When I reached the top of the long snaking route, my ears plugged from the change in altitude of the climb and my body began to relax as I navigated the straight road ahead for my weekend return to the country.


It was at this point that both the moon and the sun presented themselves in the sky overhead. The blaze of the setting sun overshadowed the gentle oncoming moon so that the sky seemed lopsided. The sun, resplendent in its end of day glory; the moon coming over the grey-blue mountains seemed to hover in compassion.

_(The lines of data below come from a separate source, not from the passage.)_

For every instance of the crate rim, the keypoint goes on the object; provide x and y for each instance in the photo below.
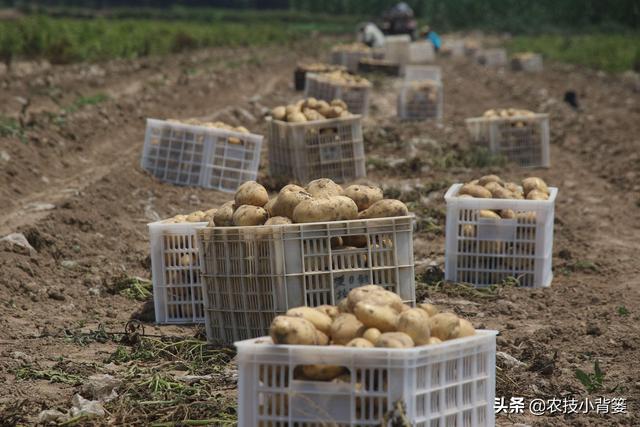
(253, 136)
(479, 203)
(258, 343)
(506, 119)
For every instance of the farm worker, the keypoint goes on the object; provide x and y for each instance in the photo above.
(431, 36)
(370, 34)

When I lived in the country, my house had windows facing direction – huge windows with unparalleled views. I basked in the sunshine and lingered in the glow of the moonshine. I began my book there. I wrote about the moon and the sun hanging in the sky together over our country paradise:

“Jack and I read with a passion, often reading passages aloud to one another. In One Hundred Years of Solitude, a book he gave me one Valentine’s Day long before we began our life at The OrangeWoods, Gabriel García Márquez describes the paradise of shared solitude. When we lingered alone together in the majesty of our surroundings, often with both the sun and moon sitting in the sky, we occasionally read passages to one another. Our favorite: 'They enjoyed the miracle of loving each other as much at the table as in bed, and they grew to be so happy that even when they were two worn-out people, they kept on blooming like little children and playing together like dogs.'”



I completed my manuscript after moving to 215 in the city. I can walk to the First Street Bridge for full view of the sky’s moon and sun. Or sometimes, if I hang out over my balcony railing at just the right time, I can see one or the other.


Bittersweet to understand that my country sun and moon are the same as those in my city sky. And to see them in the sky together is beautiful.